What other amendments there are, inevitably, are ready evidence of the Disney woke implosion in full effect, which appears ordained to capsize the studio as justice for a near-century of untold crimes. Pinocchio is now all presentist and correct, as only the Mouse House can be. Obviously, if you are inclined in any way to notice this, you’re racist. I mean, it’s not as if they actually had ensouled puppets in the nineteenth century either, is it? Kyanne Lamaya plays new character Fabiana, who is both black and differently abled; had he been sufficiently alert to his representational failings, Collodi would surely have written her in to the original. Cynthia Erivo is The Blue Fairy (well, quite). A host of United Colours of Benetton children attend the local school (only wooden boys are discriminated against).
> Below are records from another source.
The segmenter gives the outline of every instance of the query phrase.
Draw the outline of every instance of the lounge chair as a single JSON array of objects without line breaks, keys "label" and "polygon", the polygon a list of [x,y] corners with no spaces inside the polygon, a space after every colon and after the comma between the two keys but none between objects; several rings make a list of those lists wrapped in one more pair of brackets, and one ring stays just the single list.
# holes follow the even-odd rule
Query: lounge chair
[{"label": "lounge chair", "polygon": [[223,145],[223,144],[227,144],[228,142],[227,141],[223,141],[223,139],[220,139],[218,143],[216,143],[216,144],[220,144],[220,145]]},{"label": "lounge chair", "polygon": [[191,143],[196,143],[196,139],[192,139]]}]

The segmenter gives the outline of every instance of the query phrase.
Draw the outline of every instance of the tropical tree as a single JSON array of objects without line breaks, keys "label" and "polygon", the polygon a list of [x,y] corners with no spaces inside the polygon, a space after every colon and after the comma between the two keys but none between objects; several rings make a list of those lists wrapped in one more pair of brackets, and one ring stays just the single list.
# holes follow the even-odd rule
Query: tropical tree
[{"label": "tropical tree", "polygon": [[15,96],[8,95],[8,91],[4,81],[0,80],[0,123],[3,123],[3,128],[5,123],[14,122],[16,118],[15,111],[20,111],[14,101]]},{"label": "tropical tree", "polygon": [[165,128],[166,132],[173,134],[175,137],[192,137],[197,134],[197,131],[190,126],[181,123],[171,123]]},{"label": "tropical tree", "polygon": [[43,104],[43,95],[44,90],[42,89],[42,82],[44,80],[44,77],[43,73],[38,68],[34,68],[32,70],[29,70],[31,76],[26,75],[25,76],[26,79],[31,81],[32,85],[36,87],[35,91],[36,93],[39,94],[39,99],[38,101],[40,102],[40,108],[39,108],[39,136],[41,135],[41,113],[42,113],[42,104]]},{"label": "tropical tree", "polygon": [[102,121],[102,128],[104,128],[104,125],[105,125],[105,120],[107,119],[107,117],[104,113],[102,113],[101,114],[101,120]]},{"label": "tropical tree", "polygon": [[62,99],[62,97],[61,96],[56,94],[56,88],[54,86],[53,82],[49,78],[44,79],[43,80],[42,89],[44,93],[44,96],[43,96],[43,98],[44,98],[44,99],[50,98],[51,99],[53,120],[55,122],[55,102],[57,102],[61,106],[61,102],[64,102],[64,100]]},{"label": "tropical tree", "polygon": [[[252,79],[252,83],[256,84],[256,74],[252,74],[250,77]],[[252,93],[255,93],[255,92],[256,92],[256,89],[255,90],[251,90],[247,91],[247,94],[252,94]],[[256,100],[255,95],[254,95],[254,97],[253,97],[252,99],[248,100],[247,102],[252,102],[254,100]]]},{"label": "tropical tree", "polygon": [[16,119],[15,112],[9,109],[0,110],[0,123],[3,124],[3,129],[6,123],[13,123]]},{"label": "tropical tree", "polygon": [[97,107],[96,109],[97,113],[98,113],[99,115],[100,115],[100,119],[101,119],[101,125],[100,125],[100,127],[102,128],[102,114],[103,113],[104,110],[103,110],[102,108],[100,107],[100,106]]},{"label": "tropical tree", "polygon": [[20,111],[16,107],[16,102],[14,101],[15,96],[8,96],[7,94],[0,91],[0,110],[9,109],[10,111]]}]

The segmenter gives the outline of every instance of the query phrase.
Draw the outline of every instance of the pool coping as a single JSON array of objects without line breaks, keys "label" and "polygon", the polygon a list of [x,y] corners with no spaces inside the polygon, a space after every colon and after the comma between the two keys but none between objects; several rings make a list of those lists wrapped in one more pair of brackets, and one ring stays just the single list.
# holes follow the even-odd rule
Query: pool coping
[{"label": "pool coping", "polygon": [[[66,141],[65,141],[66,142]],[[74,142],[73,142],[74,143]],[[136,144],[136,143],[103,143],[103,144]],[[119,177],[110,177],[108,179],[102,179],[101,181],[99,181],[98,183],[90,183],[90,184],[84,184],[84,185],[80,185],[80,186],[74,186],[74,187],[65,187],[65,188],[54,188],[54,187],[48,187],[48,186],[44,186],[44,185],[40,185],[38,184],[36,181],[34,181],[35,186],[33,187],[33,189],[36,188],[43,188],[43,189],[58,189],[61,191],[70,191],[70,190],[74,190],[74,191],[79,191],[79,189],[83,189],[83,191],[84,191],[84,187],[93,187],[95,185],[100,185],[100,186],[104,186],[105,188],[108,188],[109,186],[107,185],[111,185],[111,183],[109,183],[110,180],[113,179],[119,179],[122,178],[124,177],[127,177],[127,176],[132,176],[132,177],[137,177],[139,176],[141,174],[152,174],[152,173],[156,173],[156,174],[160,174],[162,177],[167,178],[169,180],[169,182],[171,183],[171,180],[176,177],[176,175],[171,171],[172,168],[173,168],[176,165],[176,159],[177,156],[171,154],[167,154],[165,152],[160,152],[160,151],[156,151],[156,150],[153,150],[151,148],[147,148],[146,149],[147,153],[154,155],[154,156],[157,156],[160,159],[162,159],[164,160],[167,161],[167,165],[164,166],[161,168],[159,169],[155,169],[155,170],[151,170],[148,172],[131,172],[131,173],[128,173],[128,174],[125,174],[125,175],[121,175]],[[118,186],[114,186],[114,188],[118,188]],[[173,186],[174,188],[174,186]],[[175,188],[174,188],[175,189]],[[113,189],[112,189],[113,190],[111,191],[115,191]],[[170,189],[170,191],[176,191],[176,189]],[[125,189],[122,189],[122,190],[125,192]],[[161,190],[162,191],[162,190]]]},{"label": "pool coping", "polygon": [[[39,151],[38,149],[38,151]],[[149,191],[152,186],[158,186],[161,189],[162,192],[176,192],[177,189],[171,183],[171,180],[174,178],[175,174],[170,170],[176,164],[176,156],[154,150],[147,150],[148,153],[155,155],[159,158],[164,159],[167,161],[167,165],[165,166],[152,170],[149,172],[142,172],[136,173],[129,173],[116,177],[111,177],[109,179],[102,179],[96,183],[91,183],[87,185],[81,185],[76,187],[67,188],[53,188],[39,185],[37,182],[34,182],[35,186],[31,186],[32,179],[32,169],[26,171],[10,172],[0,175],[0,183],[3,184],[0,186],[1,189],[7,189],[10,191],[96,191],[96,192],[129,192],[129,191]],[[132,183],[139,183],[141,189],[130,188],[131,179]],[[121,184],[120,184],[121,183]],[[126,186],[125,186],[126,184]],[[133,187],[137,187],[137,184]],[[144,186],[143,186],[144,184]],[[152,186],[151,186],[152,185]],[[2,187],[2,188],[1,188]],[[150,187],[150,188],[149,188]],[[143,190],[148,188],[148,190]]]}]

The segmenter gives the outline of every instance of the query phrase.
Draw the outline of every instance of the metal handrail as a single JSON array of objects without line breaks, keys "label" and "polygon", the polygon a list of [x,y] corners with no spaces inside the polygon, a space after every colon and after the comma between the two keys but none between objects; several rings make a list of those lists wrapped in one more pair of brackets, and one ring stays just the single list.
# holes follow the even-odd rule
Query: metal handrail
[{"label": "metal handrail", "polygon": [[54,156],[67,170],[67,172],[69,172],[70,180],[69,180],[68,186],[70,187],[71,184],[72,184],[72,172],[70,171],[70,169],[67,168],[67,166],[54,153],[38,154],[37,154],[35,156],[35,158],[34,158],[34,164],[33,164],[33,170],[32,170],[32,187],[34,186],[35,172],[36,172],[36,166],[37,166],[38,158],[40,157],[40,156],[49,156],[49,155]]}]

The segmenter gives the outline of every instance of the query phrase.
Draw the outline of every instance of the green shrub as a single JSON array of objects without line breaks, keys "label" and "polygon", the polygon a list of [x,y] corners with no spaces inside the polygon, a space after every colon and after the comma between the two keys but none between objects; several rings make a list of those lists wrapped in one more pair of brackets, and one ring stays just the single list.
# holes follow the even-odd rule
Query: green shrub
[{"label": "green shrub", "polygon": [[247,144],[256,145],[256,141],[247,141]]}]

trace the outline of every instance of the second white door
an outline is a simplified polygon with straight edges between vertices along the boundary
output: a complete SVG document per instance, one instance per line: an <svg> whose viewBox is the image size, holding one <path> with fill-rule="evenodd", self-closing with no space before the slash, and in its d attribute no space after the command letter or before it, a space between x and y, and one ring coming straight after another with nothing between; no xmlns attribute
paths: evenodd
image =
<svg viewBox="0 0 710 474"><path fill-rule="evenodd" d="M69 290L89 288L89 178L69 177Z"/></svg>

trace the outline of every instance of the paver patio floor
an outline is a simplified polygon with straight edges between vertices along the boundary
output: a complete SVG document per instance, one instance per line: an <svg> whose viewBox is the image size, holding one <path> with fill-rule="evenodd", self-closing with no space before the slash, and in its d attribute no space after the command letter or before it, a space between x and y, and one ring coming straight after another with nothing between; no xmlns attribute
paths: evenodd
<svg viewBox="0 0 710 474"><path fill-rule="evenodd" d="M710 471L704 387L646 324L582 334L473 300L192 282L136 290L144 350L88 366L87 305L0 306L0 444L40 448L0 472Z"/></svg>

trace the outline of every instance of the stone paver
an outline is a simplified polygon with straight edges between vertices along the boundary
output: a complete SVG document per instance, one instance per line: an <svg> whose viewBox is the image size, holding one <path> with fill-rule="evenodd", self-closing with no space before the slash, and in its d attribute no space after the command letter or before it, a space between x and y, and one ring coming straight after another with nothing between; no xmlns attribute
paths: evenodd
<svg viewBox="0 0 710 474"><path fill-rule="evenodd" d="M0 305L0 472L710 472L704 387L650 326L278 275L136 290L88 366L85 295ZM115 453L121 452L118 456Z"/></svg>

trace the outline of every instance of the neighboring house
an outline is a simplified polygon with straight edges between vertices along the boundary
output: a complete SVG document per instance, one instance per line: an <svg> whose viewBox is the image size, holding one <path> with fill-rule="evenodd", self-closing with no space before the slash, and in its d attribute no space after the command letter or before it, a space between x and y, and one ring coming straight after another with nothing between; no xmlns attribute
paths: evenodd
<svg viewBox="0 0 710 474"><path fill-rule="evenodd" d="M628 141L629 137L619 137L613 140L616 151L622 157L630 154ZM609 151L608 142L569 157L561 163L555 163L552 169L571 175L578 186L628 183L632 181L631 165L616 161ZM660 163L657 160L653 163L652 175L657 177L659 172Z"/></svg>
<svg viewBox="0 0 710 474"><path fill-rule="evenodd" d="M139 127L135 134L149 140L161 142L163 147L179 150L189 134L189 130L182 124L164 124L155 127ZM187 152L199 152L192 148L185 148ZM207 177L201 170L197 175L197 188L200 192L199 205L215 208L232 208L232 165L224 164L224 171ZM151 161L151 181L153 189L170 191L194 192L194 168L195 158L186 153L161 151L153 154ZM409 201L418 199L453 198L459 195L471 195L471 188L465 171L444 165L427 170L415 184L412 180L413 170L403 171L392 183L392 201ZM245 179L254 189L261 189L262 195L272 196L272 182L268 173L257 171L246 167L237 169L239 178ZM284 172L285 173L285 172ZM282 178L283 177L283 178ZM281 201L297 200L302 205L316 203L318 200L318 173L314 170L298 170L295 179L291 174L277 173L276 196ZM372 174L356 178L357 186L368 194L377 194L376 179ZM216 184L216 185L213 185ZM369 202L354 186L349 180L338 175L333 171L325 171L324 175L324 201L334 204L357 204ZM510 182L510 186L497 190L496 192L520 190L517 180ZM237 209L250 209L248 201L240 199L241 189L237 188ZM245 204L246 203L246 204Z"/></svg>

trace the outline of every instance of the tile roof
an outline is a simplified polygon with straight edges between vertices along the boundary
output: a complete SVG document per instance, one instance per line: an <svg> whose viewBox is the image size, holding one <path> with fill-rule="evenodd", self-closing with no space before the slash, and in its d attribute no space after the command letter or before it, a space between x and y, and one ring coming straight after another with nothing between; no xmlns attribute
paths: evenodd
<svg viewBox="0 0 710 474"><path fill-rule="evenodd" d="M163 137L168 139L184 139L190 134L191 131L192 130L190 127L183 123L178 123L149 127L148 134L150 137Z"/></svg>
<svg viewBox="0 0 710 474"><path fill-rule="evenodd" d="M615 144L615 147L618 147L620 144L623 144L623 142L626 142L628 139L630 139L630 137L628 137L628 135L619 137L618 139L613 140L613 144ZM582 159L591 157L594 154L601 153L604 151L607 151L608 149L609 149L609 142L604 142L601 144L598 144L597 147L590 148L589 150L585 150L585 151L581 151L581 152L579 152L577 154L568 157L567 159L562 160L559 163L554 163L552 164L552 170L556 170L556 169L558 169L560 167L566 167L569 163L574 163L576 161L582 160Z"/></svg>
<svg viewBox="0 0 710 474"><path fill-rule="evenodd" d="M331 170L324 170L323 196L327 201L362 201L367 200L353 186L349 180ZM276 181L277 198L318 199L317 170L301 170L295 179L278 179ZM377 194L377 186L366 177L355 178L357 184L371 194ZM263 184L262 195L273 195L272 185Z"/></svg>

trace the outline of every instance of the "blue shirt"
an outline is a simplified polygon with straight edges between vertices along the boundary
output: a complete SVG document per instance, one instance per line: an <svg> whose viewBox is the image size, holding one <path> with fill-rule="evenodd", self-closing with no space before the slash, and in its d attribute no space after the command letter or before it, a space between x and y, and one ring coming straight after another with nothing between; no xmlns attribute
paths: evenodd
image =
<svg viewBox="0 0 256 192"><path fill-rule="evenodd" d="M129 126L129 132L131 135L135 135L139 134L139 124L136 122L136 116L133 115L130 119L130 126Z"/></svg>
After Lightyear crashing and burning, the Mouse House was wise to reserve this one for Disney+.

One might attest to the precedent, since the original made a loss for Disney before becoming a classic. Its legacy status was achieved through a combination of perseverance and applied brainwashing (Pinocchio was only his second feature animation, but he evidently knew precisely how to press himself onto young hearts and minds). Disney’s failures have done nothing to chasten its determination to spread the wokester cause; incoming are The Little Woke Mermaid, the little woke Snow White, and a diligently presentist Peter Pan & Wendy (all fairies are now officially black).

Among the live-action line up thus far, Pinocchio is far from the worst cash-grab offender – that’s probably the terminally dull Dumbo – while unsurprisingly failing to climb to the caustic heights of Cruella or even match Aladdin’s modest brio. Zemeckis has diligently followed the same redundantly verbatim template seen with Beauty and the Beast, The Jungle Book and The Lion King. There’s the occasional instance of visual flair, but you’re mostly left wondering, as before, how much of the movie, aside from Tom’s brother, was actually achieved physically in front of the camera. Ironically, Zemeckis already did a whole-hosts-of-weirdness (but also not that interestingly) puppet movie a few years back with Welcome to Marwen. Chalk up Pinocchio as a merely moderately disturbing fairy tale.